If the world of virtual reality gathers momentum allowing people to bank, to shop, to play, to relate without moving from their screen it offers an opportunity - a unique one - for the church. If there is a social instinct in everyone where will this be satisfied in a world of broken relationships and virtual reality? The need to belong, to love and to be loved, is the song of the church. Here on Merseyside we are the capital region of the Call Centre - BT at Warrington , Littlewoods and Granada in Liverpool . QVC Shopping Channel in Knowsley. I have visited them all. The Gospel for our region and for the world is that there is a life beyond the digital network - both transcendent and immanent, eternal and immediate. I use that last word deliberately and advisedly. "Immediate" means without media, without mediation. Although, as you know, I am committed to taking opportunities in the media to communicate the Christian faith, I am in no doubt that the priority must be the immediate face to face relationships of our local communities and churches.
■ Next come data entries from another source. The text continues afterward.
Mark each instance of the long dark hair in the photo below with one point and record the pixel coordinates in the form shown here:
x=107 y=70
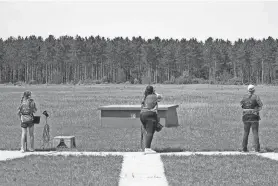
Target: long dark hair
x=149 y=90
x=26 y=95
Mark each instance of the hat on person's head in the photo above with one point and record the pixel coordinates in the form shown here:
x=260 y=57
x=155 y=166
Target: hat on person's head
x=27 y=93
x=251 y=88
x=149 y=89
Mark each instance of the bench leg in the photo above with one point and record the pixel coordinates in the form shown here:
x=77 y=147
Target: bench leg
x=143 y=138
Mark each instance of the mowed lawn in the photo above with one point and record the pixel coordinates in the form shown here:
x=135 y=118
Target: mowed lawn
x=61 y=170
x=202 y=170
x=209 y=116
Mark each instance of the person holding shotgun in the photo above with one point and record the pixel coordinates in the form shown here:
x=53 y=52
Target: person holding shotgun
x=251 y=105
x=149 y=117
x=26 y=112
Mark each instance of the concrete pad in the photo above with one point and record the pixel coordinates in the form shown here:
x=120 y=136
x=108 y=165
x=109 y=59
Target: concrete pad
x=139 y=169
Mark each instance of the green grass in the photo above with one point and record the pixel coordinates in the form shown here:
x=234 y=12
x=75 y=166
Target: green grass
x=60 y=170
x=220 y=170
x=209 y=116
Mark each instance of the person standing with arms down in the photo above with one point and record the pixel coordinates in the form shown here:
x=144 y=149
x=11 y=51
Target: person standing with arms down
x=26 y=112
x=148 y=115
x=251 y=105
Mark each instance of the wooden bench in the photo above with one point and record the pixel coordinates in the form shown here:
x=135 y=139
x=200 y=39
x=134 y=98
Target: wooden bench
x=128 y=116
x=64 y=142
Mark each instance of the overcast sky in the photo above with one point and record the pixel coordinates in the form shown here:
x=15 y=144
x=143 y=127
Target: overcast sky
x=181 y=19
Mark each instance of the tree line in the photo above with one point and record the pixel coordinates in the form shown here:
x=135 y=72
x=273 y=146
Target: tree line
x=70 y=59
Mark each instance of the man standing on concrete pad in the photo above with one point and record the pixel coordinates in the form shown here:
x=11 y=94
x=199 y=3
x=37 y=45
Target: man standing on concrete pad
x=251 y=105
x=148 y=116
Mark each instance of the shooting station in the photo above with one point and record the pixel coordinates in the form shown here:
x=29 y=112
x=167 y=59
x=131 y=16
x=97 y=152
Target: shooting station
x=128 y=116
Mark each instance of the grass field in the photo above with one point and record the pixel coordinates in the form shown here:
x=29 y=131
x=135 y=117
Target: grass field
x=61 y=170
x=220 y=170
x=209 y=116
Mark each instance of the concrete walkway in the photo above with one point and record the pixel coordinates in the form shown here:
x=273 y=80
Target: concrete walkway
x=137 y=168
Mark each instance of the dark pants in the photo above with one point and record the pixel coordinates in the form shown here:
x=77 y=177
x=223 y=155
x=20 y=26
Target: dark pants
x=255 y=130
x=148 y=120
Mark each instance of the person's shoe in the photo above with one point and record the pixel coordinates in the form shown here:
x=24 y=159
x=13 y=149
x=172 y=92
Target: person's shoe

It is in the face to face, flesh to flesh encounters that the truest communication and communion happens - person to God and person to person. That is why the famous image of Stuart Blanch cycling around the city is so compelling. Even though he knew the importance of the media and encouraged the young to see it as a vocation it was in the personal encounter with God and with others that he set such an inspiring example. By his bicycle he literally pedalled the Word on the Street. Like Augustine: a Bishop and an Archbishop for us and a Christian with us. Like Christ, giving not just information about God but his very self in communion.

These are sure steps towards a theology of communication.